Originally, while still chief whip, Mitchell made enquiries as to what the CCTV cameras in and around Downing Street had recorded of the now infamous incident involving him, his bike, and the Downing Street police officers. The CCTV was inconclusive and proved nothing, he was told. In any case there was no audio recording on it so it wasn’t worth bothering with. So he let the matter drop.
Once Mitchell resigned as chief whip on 19 October, however, he resolved to take things further. The next day he formally requested to see the CCTV material. Yet he wasn’t allowed even to view the pictures for more than a fortnight, and then not allowed to have a copy of the material to take away, until 10 December, more than seven weeks after his initial request.
Mitchell paid three visits to the Cabinet Office and Downing Street to view the CCTV output under the watchful eyes of three civil servants. Initially when Mitchell asked to take away a copy of the video, he was told no. Cabinet Secretary, Sir Jeremy Heywood refused his request on the grounds of “national security”.
It seems odd that a man who, until mid-September, was operating at the heart of government, and privy to all sorts of sensitive secrets, had suddenly become a security risk. The footage only showed an area which is visible to any member of the public. Mitchell tells Dispatches Heywood was wrong to insist there was a “national security” problem.
Mitchell even had to assert his rights to the material under the Data Protection Act, only for officials to remind him, in true bureaucratic style, that they were allowed 40 days to answer his request. He was being treated like any other member of the public, rather than a former high-ranking minister who felt he’d lost his job in a stitch-up.
It was only when Mitchell and his wife Sharon had a meeting with David Cameron around the start of December and personally requested a copy of the CCTV, that the prime minister agreed that Mitchell should have the material.
Earlier, while both Mitchell and Dispatches pressed to see the CCTV footage, we were assured it wouldn’t show anything interesting or helpful to the former chief whip anyway. A senior Downing Street official even telephoned to say it was pointless for us to pursue the affair. It was a non-story, we were assured.
Mitchell’s ally? The prime minister
What’s fascinating is that Mitchell’s main, and perhaps only, ally in Downing Street was David Cameron himself. It was Cameron who, on 25 September, was sufficiently moved by Mitchell’s protestations of innocence, to change his mind about sacking him. And it was after Cameron’s personal intervention in December that the CCTV was released.

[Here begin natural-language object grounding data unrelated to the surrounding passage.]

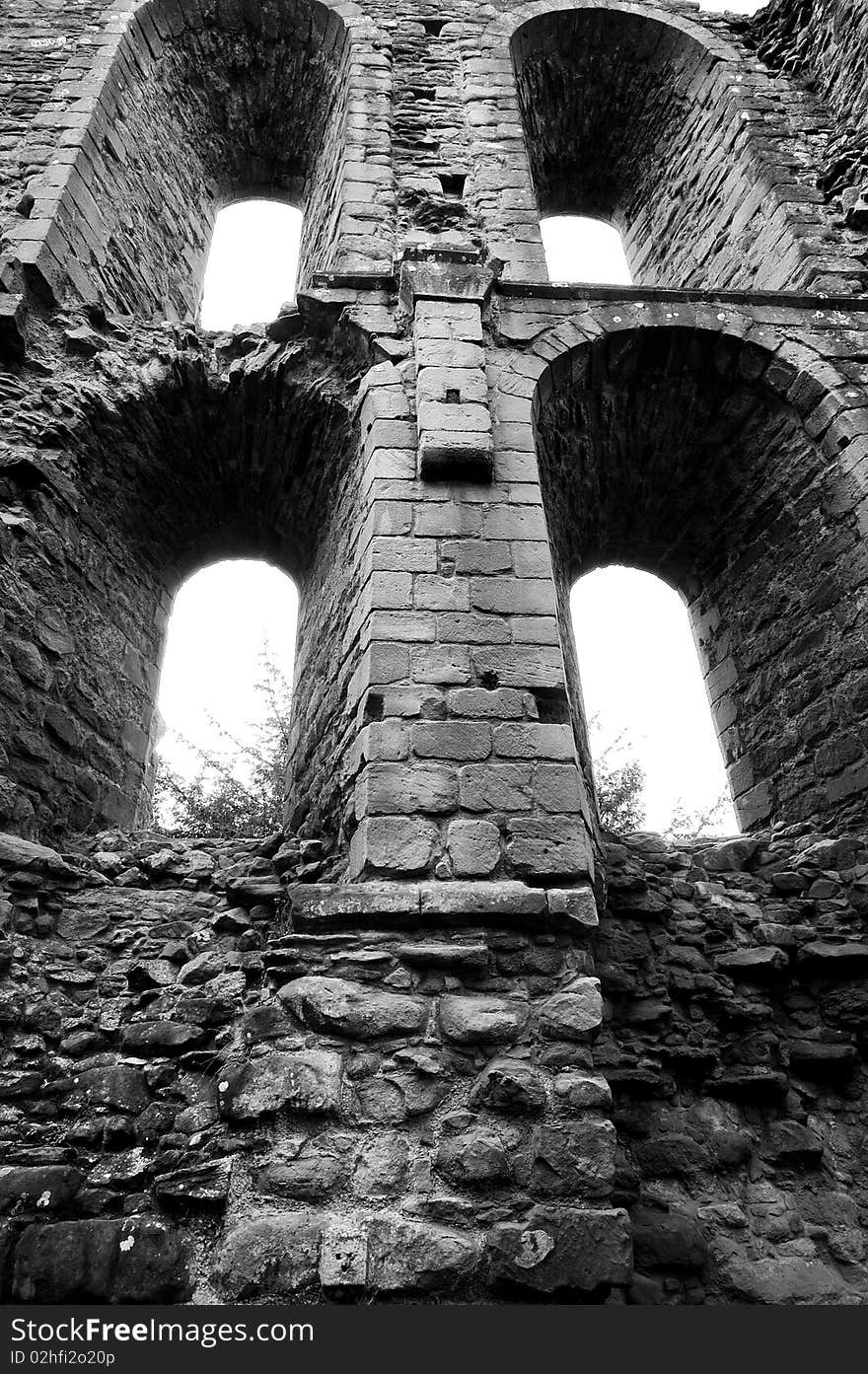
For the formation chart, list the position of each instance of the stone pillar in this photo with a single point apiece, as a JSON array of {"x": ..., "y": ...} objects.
[{"x": 466, "y": 759}]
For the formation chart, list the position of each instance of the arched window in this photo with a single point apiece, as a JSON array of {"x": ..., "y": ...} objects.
[
  {"x": 252, "y": 265},
  {"x": 580, "y": 249},
  {"x": 646, "y": 701},
  {"x": 224, "y": 694}
]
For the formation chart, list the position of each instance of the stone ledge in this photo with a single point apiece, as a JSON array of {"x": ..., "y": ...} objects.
[
  {"x": 570, "y": 292},
  {"x": 440, "y": 903}
]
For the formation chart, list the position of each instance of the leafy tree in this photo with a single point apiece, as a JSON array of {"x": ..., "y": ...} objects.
[
  {"x": 619, "y": 785},
  {"x": 698, "y": 821},
  {"x": 619, "y": 796},
  {"x": 239, "y": 787}
]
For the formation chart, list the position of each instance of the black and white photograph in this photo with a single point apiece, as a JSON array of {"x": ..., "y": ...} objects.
[{"x": 433, "y": 671}]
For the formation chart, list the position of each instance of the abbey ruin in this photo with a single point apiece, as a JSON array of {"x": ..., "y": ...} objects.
[{"x": 441, "y": 1039}]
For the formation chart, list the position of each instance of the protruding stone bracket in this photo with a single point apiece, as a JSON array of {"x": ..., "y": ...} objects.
[
  {"x": 445, "y": 293},
  {"x": 441, "y": 904}
]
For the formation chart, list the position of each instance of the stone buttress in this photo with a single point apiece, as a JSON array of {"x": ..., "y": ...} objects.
[{"x": 374, "y": 1054}]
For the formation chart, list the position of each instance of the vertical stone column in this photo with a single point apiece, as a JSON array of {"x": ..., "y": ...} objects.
[{"x": 466, "y": 758}]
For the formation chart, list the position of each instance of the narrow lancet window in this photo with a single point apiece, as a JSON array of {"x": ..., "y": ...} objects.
[{"x": 252, "y": 265}]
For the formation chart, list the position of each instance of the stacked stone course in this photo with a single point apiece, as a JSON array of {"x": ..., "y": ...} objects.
[{"x": 371, "y": 1055}]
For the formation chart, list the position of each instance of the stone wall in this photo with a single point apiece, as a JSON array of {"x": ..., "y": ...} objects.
[
  {"x": 275, "y": 1095},
  {"x": 735, "y": 1048},
  {"x": 224, "y": 1086},
  {"x": 683, "y": 146},
  {"x": 370, "y": 1056}
]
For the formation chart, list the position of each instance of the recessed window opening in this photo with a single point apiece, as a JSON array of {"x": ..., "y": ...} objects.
[
  {"x": 651, "y": 731},
  {"x": 580, "y": 249},
  {"x": 224, "y": 701},
  {"x": 253, "y": 264},
  {"x": 452, "y": 184}
]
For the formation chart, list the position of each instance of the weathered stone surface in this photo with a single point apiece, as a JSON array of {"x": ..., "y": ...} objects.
[
  {"x": 574, "y": 1013},
  {"x": 305, "y": 1080},
  {"x": 481, "y": 1020},
  {"x": 353, "y": 1009},
  {"x": 510, "y": 1086},
  {"x": 472, "y": 1157},
  {"x": 413, "y": 1258},
  {"x": 48, "y": 1189},
  {"x": 268, "y": 1258},
  {"x": 577, "y": 1158},
  {"x": 562, "y": 1249},
  {"x": 161, "y": 1037},
  {"x": 202, "y": 1185},
  {"x": 114, "y": 1086},
  {"x": 433, "y": 441},
  {"x": 786, "y": 1280},
  {"x": 665, "y": 1240},
  {"x": 139, "y": 1261}
]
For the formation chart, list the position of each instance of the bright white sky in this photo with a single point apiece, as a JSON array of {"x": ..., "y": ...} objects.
[{"x": 641, "y": 681}]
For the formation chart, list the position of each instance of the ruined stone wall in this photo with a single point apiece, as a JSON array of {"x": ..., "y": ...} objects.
[
  {"x": 205, "y": 1093},
  {"x": 735, "y": 1048},
  {"x": 276, "y": 1107},
  {"x": 657, "y": 129},
  {"x": 822, "y": 44},
  {"x": 38, "y": 42},
  {"x": 370, "y": 1056},
  {"x": 662, "y": 465}
]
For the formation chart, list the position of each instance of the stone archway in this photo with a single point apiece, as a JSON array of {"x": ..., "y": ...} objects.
[
  {"x": 181, "y": 115},
  {"x": 196, "y": 465}
]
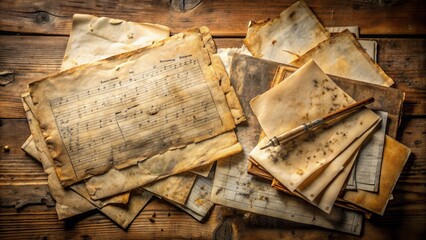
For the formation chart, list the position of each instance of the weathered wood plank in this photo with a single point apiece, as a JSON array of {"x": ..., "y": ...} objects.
[
  {"x": 405, "y": 214},
  {"x": 34, "y": 57},
  {"x": 225, "y": 18}
]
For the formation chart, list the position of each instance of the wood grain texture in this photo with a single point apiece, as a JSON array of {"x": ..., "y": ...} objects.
[
  {"x": 28, "y": 58},
  {"x": 224, "y": 18},
  {"x": 26, "y": 212},
  {"x": 403, "y": 217}
]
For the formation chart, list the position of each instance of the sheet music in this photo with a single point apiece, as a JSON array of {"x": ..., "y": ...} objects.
[
  {"x": 199, "y": 198},
  {"x": 123, "y": 110},
  {"x": 131, "y": 108},
  {"x": 233, "y": 187}
]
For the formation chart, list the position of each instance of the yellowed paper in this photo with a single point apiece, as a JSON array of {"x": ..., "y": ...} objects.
[
  {"x": 343, "y": 56},
  {"x": 203, "y": 170},
  {"x": 198, "y": 204},
  {"x": 394, "y": 158},
  {"x": 286, "y": 37},
  {"x": 169, "y": 98},
  {"x": 163, "y": 165},
  {"x": 353, "y": 29},
  {"x": 306, "y": 95},
  {"x": 95, "y": 38},
  {"x": 92, "y": 38},
  {"x": 234, "y": 187},
  {"x": 324, "y": 190},
  {"x": 68, "y": 202}
]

Indeed, Cameron was showing some integrity in doing so, for he knew perfectly well that in releasing the CCTV it was likely to end up on television, and cause the government considerable embarrassment. Cameron perhaps felt uncomfortable at the way Mitchell had been treated, and forced out of his job.
Some of those advising Cameron, in contrast, showed less concern. They felt the “plebs” episode had turned Mitchell into an embarrassing nuisance, as it fuelled the “Tory toff” argument. It was better to have Mitchell out of the way, seemed to be their approach, whatever the rights and wrongs of his case.
Now, since our first Dispatches broadcast last December, things have swung back in Mitchell’s favour. Unless the current police investigation comes up with a big surprise, then his path should in theory be clear to return to government in the next big reshuffle. It’s most unlikely though that he’d come back as chief whip, a job he had doubts about anyway.
But another question is whether Andrew Mitchell really wants to return to ministerial office. The whole episode has taken a big toll on him and his family, and taught him a lesson as to who his real friends are.
Mitchell tells me he has yet to make any decisions about his future. That rather suggests he’s in two minds about coming back into government.